Of course, there are a number of words that do not behave in this neat manner. For example, there is the transitive é-stem verb oquém, "see," which is related to the i-stem noun oqui, "eye". (If things were perfectly regular, we would have oqui and oqueyám.) These are exceptions, though, and are relics of earlier stages of the language; new verbs are not formed this way.

Verb to Noun or Adjective

Some of the process of word-formation has been covered already, especially in the section on gerunds and participles — infinitives are essentially verbal nouns, and participles are essentially verbal adjectives, although they have some special functions. To form gerunds and participles, please click on the link in the previous sentence. However, there are also more types of verb-derived nouns and adjectives that are pure nouns and adjectives, not infinitives or participles.

One way to make a noun from a verb is to add to the participial stem the ending -o, and the resulting noun is declined as an s-stem. To make a noun that names the instrument of an action, add -ça to the present stem of the verb (but thematic stems drop their stem vowel and add -i- first). To make a noun that names the doer of an action, add -ir to the participial stem. Both the resulting nouns are declined like regular nouns of their classes.
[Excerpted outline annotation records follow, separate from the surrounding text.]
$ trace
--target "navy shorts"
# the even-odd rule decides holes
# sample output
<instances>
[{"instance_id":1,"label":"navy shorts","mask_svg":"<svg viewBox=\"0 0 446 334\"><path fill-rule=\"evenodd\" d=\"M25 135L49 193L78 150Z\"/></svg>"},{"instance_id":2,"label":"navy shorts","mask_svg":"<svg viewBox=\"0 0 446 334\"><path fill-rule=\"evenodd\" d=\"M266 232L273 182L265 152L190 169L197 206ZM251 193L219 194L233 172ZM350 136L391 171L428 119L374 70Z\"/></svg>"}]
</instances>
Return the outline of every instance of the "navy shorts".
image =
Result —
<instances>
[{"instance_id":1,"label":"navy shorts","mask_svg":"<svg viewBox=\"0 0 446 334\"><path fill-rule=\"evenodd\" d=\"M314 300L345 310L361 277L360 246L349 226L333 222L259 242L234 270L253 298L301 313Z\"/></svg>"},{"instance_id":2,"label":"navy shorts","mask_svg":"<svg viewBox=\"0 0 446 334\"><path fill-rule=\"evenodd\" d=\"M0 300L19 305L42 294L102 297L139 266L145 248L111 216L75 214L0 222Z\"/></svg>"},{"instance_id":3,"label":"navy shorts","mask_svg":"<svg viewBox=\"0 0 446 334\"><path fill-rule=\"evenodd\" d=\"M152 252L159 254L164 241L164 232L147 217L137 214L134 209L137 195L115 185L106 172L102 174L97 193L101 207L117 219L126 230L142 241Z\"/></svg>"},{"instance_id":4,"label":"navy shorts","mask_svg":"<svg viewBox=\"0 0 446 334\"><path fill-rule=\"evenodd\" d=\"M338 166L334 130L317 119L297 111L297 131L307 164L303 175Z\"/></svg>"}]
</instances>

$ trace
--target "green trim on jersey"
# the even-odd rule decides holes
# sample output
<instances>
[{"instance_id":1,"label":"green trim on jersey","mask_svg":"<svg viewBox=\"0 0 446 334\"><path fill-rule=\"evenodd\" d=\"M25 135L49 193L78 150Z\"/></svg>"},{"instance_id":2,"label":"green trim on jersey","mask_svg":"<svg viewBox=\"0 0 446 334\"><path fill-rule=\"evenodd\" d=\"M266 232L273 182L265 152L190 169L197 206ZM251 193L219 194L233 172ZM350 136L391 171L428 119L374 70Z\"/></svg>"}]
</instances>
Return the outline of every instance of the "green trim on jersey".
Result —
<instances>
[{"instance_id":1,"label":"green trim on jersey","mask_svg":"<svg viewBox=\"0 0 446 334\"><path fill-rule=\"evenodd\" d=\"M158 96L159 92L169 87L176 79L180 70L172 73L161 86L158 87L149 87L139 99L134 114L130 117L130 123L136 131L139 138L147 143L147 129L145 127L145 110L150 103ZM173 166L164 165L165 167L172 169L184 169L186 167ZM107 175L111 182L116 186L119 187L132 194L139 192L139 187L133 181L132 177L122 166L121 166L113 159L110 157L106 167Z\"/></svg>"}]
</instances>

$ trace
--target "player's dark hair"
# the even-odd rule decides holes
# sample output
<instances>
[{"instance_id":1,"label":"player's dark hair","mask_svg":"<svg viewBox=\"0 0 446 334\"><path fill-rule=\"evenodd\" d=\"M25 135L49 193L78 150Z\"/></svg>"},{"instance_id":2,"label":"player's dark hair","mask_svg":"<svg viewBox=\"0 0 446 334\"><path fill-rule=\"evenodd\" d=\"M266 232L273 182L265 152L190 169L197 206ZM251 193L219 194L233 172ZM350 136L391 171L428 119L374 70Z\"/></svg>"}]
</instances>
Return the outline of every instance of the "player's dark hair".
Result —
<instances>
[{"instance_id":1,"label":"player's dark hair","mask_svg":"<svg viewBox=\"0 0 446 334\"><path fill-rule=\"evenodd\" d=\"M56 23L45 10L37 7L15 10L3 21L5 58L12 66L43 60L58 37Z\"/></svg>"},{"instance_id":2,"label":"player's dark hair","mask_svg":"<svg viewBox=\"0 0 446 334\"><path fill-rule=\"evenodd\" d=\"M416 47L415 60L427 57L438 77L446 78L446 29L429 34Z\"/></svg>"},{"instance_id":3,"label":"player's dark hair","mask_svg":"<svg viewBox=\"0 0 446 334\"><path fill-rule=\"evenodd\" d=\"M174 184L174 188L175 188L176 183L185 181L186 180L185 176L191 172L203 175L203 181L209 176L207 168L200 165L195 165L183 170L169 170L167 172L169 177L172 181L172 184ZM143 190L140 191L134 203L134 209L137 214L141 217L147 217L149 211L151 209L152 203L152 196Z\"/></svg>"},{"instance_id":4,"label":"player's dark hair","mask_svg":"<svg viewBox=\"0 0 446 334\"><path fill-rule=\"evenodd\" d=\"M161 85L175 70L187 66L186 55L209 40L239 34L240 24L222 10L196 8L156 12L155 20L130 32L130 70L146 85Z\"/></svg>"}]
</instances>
Some Other Important Affixes

-issá: added to a noun, it gives the name of the female equivalent.
levón, "lion"; levonissá, "lioness"

-llo: forms diminutives, adding the meaning of "small" or "less intense" to something. Sometimes it has an endearing sense.
cato, "cat"; catollo, "kitty, kitten"

-pé-: added to the present stem of a verb, it forms a new causative verb (one that indicates that one caused someone else to do something, e.g. "to happen"/"to cause to happen"). All such verbs are conjugated like moripém. (Moripém is in fact a causative verb: "kill" = "cause to die.")
ayrem, "burn"; ayropém, ayropeya, ayropéto, "ignite, set fire to"

-tyón: makes abstract nouns from adjectives (occasionally verbs), naming the quality of the adjective.
ócu, "quick, fast, swift"; ócutyón, "speed"

-vir/-gón: forms a noun designating the source or producer of something. Added to the name of a fruit, it gives the name of the corresponding tree.
abelovir, "apple tree"

in-: prefixed to a word, it negates it, like the English "un-".

And with this, we are done with the Concise Grammar of Çomyopregi. Yes. That's it. (Well, there are still the appendices.) Enjoy your newfound understanding and appreciation of a unique people and culture that don't exist!